Information provided by (Responsible Party):
Mark DeBoer, MD, University of Virginia

Brief Summary:
The overall aim of this proposed research is to determine the safety, feasibility and efficacy (AP vs at home use of SAP) of the Diabetes Assistant (DiAs) controller in day and night closed-loop control in young children 5-8 years old with type 1 diabetes over multiple 48 hours in an out-patient setting.

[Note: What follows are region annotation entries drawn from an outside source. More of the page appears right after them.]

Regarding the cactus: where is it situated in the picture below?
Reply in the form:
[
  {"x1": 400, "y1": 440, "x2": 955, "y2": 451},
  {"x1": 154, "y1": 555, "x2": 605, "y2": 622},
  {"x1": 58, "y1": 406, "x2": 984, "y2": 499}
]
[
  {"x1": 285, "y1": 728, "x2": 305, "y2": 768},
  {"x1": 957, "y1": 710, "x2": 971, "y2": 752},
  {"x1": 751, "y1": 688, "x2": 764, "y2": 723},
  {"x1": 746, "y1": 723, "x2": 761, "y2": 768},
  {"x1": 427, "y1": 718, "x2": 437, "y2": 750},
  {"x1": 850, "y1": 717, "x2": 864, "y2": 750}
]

Condition or disease Intervention/treatment Phase
Diabetes Mellitus, Type 1 Device: Diabetes Assistant (DiAs) with Closed-Loop Not Applicable

Detailed Description:
Young children with Type 1 Diabetes (T1D) in the age range of 5-8 years old are a population with clear needs but unique challenges regarding the application of artificial pancreas (AP) technologies. Young children are likely to benefit from an AP system, with current deficits in glycemic control that include both significant hypoglycemia and sub-optimal HbA1c levels; however, they have undeveloped abilities to control and interact with the AP system, posing potential safety issues. During the hours that these children are away from their parents at school and elsewhere, they lack the sophistication to operate the currently-available tools in an AP system--and may induce harm if they are allowed to do so, causing parental resistance to AP use. Commercially-available insulin pumps have mechanisms to lock access to children to prevent inappropriate insulin-delivery. However, the AP is more complex than an insulin pump, both in requiring more detailed setting information (that a child could adversely alter) and in providing alerts for impending low- and high-blood glucose (BG) levels (that one wouldn't want to lock out to child use). These functions are all run via a platform on a smart phone—a device with which young children may already feel a high degree of familiarity and thus be more likely to attempt to explore and potentially change settings. It is likely that young children will benefit the most from a system that gives them access to some AP features but provides access to other features only for their parents. In this sense, young children require a device that is not user-centered as much as family-centered. A redesign of the system to provide appropriate access to AP tools—in which certain users can obtain access to certain functionalities—is direly needed before children in this age range can benefit from the improvements in blood glucose (BG) control that the AP has to offer.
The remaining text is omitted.